質問日:2018年 6月 19日 第196国会 本会議

健康増進法改定案に対する反対討論

屋内完全禁煙 程遠い
健康増進法改定案可決 高橋氏が反対

 利用者の多い施設を原則禁煙とするなど受動喫煙対策を見直した健康増進法改定案が19日、衆院本会議で可決しました。日本共産党、立憲民主党、自由党、社民党、日本維新の会、希望の党は対策が不十分だと反対し、共産党の高橋千鶴子議員が討論に立ちました。
 高橋氏は、日本はたばこ規制枠組み条約を批准しながら屋内完全禁煙を義務付ける法律もなく、毎年1万5千人も受動喫煙による死者が出ていると批判。国際的にも2020年の東京五輪は「たばこフリー」が求められていると指摘しました。
 法案について、努力義務だった受動喫煙防止に罰則を設けたのは「一歩前進」と評価しつつ、「自ら掲げた『喫煙室なしの屋内完全禁煙』との目標からは程遠く、国際的責務を果たしたとは言えない」と断じました。
 具体的には(1)学校や病院で敷地内喫煙が可能で、子どもや患者の受動喫煙が避けられない(2)既存飲食店の半分以上がほぼ無期限で例外となる(3)従業員の受動喫煙防止策がない(4)加熱式たばこ専用喫煙室では飲食、読書、パチンコさえ可能で、長時間滞在で喫煙率を上げかねない―などの問題点を示しました。
 高橋氏は「本気で受動喫煙防止をいうなら、一日も早く完全禁煙に踏み出すべき」だと強調。
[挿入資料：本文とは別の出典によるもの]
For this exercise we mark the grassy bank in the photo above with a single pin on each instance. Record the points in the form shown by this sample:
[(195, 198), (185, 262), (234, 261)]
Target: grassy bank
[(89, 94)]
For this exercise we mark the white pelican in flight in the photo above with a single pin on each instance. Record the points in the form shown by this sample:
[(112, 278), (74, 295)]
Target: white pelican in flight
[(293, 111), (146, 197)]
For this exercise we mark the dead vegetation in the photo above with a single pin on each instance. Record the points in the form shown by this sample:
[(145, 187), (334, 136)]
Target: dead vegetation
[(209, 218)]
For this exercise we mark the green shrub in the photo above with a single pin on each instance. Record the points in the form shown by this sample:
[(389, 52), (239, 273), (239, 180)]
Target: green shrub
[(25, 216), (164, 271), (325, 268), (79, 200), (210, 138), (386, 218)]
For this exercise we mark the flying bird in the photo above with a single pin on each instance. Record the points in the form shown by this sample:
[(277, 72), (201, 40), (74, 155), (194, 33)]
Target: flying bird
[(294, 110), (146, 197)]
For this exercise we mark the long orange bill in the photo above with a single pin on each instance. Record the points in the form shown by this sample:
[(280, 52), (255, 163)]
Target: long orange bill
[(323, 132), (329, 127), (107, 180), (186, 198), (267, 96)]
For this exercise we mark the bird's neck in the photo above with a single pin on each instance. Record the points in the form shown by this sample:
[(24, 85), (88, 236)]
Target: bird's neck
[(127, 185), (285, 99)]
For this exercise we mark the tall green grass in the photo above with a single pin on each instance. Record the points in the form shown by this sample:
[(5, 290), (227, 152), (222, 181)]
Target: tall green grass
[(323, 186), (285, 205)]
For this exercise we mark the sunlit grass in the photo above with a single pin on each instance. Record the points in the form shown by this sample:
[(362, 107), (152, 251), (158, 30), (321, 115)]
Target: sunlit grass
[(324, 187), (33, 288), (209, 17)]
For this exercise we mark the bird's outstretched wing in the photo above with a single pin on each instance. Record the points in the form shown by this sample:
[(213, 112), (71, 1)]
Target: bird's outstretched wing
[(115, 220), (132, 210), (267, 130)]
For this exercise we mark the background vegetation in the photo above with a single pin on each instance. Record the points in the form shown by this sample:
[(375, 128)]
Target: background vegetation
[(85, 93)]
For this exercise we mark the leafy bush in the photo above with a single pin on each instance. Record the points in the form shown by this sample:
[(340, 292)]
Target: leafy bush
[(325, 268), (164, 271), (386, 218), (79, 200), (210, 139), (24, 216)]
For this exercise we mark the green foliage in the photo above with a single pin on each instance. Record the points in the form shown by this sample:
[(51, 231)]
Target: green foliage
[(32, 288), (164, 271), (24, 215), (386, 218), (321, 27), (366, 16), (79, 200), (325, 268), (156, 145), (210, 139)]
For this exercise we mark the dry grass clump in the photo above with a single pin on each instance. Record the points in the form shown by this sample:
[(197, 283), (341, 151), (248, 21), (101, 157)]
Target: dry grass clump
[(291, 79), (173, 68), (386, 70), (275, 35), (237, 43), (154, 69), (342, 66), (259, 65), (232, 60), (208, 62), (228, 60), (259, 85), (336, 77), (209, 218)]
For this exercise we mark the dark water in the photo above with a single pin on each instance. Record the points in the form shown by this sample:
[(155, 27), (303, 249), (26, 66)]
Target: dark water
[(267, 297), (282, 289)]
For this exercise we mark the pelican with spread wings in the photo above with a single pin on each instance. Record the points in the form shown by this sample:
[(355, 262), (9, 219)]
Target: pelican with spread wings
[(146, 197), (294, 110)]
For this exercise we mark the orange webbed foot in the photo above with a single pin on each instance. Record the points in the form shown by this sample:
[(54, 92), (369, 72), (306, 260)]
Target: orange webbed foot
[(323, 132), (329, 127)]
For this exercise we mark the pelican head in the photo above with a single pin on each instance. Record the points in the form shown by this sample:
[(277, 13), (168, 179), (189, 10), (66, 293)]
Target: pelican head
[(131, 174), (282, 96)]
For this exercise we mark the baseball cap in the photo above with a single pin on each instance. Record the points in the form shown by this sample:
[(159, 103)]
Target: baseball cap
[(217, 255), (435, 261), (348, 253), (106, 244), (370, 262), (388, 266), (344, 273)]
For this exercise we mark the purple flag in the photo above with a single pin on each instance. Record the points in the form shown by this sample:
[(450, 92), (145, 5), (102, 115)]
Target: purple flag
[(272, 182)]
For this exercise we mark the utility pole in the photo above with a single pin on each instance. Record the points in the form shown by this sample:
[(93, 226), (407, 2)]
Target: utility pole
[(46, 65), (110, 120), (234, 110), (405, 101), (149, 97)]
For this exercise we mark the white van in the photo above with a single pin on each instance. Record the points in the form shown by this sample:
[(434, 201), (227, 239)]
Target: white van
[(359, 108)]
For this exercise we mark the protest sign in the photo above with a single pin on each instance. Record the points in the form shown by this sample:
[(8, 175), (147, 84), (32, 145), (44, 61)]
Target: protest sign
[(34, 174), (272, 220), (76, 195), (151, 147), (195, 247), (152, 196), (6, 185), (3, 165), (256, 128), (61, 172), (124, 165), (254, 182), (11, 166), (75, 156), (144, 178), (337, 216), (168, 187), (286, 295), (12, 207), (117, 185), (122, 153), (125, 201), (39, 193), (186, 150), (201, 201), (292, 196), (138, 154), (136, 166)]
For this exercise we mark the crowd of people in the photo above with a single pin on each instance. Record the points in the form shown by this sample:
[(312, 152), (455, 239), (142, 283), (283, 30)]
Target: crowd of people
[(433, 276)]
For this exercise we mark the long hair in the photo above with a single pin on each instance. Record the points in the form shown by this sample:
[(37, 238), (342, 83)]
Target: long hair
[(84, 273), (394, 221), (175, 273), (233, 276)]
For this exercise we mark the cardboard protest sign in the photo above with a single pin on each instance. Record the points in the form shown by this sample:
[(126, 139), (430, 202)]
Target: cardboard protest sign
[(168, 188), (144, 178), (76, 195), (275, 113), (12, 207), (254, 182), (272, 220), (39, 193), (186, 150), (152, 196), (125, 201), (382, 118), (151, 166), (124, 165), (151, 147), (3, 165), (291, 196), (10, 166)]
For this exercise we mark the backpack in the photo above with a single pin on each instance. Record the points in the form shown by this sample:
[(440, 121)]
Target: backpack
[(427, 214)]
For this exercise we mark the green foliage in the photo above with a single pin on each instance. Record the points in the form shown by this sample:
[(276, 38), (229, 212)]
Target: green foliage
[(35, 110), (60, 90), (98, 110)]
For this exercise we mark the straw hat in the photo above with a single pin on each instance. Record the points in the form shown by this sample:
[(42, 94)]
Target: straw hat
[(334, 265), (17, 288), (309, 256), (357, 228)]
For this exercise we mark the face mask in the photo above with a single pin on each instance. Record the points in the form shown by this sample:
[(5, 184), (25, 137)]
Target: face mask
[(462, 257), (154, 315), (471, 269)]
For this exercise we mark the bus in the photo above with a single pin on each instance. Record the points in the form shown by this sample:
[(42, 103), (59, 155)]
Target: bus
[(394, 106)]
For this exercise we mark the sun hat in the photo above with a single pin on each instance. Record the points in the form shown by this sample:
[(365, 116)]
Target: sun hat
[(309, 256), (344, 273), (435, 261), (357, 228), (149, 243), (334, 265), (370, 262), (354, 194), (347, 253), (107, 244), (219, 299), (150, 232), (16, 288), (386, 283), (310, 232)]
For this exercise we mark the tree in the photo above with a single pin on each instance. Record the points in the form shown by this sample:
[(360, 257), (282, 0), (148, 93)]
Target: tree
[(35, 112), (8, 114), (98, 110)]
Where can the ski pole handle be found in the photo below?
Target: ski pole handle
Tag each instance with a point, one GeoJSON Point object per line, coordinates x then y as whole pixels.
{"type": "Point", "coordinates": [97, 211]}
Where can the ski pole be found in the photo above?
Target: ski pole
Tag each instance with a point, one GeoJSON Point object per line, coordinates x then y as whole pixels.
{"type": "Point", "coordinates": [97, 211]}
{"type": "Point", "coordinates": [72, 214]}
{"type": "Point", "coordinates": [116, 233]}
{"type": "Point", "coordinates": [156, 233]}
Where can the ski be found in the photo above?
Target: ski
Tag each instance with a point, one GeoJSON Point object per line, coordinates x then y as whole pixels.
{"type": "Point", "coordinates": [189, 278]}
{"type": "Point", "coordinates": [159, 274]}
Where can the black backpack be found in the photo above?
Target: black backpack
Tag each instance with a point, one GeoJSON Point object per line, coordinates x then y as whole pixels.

「喫煙は、深刻な健康破壊になるだけでなく、身近な家族や誰かを苦しめる。喫煙権は幸福追求権だと主張する人がいるが、他人を不幸にしての幸福追求権など絶対にありえない」と訴えました。
(しんぶん赤旗2018年6月20日)

 

――議事録――

○高橋千鶴子君 私は、日本共産党を代表し、健康増進法改正案の反対討論を行います。(拍手)
 まず、国民の健康に影響する本法案を、会期末が近い中、拙速に委員会採決を行ったことに抗議をするものです。
 日本は、たばこ規制枠組み条約を批准していながら、屋内完全禁煙を義務づける法律を持たず、WHOから世界最低レベルとされています。毎年一万五千人とも言われる受動喫煙による死亡者をなくすこと、二〇二〇年東京オリンピック・パラリンピックをたばこフリーで開催することが国際的にも求められています。
 本法案は、今まで努力義務とされていた受動喫煙の防止を、罰則つきの規制を設けた点では一歩前進であるものの、みずから掲げた目標である喫煙室なしの屋内完全禁煙からはほど遠く、国際的責務を果たしたとは言えません。
 反対の理由の第一は、学校や病院等を対象とする第一種施設においても敷地内喫煙を可能とするからです。
 特定屋外喫煙場所は、煙を外に出す構造上、児童や患者の受動喫煙は避けられず、近隣住民にも影響を与えることは明白であり、設置するべきではありません。
 第二に、第二種施設に喫煙専用室を設けても、受動喫煙をなくすことはできないからです。
 既存特定飲食提供施設として全体の半分以上が例外とされ、それは無期限に等しいものです。喫煙専用室などに立入りを禁止するのは二十歳未満だけであり、従業員の受動喫煙防止策がありません。
 加熱式たばこは、WHOでも紙巻きたばこと同様の規制を求めています。ところが、加熱式たばこ専用喫煙室は、飲食や読書、パチンコさえ可能となります。長く滞在することにもなり、これでは喫煙率をむしろ上げることになりかねず、看過できません。
 加藤大臣は、繰り返し、望まない受動喫煙との言葉を使いました。受動喫煙を望む人など、いるわけがありません。本気で受動喫煙防止を言うなら、一日も早く完全禁煙に踏み出すべきです。また、国会も率先して敷地内完全禁煙にするべきです。
 喫煙は、深刻な健康破壊になるだけでなく、身近な家族や誰かを苦しめます。喫煙権は幸福追求権だと主張する人がいますが、他人を不幸にしての幸福追求権など絶対にあり得ません。